On the integration of manufacturing strategy: deconstructing Hoshin Kanri

DOI

10.1108/MRR-04-2018-0178

Document Type

Journal Article

Publication Date

3-20-2019

Publication Title

Management Research Review

Volume

42

Issue

3

First Page

412

Last Page

426

ISSN

20408269

Keywords

Hoshin Kanri, Manufacturing strategy, Operations strategy, Strategic decisions, Strategic management and leadership, Strategy deployment, Trade-offs

Abstract

Purpose: The purpose of this paper is to show that Hoshin Kanri has the potential to integrate the operations strategy literature into a coherent structure. Hoshin Kanri’s planning process is typically described as a top-down cascading of goals, starting with the senior management’s goals and moving to the lowest organizational level. The authors argue that this misrepresents a firm’s actual cognitive processes in practice because it implies reasoning from the effects to the cause, and assumes a direct causal relationship between what the customer wants and what is realizable by the system.

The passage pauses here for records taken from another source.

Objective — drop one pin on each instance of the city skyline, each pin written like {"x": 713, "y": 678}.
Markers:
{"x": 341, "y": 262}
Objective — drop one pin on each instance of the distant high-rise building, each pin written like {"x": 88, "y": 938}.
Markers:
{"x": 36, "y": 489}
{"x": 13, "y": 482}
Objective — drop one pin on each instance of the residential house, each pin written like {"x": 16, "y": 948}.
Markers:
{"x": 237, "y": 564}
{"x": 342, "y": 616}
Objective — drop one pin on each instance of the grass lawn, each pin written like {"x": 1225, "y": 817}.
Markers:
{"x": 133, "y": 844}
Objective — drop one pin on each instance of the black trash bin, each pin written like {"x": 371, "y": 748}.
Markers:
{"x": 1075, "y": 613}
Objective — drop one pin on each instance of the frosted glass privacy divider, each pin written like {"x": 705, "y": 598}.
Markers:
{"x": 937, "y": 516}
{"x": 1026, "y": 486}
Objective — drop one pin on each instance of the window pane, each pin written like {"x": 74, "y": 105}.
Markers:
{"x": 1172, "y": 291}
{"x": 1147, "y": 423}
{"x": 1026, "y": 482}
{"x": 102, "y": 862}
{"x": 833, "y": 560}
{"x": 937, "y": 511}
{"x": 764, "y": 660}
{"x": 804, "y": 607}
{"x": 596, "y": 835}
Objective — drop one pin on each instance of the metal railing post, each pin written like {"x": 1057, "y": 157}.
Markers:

Design/methodology/approach: This study is conceptual, based on abductive reasoning and the literature. Findings: The actual strategic thought process executed in an organization consists of three iterative processes: (i) a translation process that derives the desired customer attributes from customer/stakeholder data, (ii) a process of causal inference that predicts realizable customer attributes from a possible system design and (iii) an integrative process of strategic choices whereby (i) and (ii) are aligned. Each element relies on different cognitive processes (logical relation, causal relation and choice). Research limitations/implications: By aligning the thought and planning processes, the competing concepts of manufacturing strategy are integrated into a coherent structure. Practical implications: Different techniques have to be applied for each of the three elements. As each element relies on different cognitive processes (logical relation, causal relation and choice), the use of unifying tools (e.g. in the form of matrices, as often presented in the literature) is inappropriate. Originality/value: This is the first study to focus on the thought processes underpinning manufacturing strategy.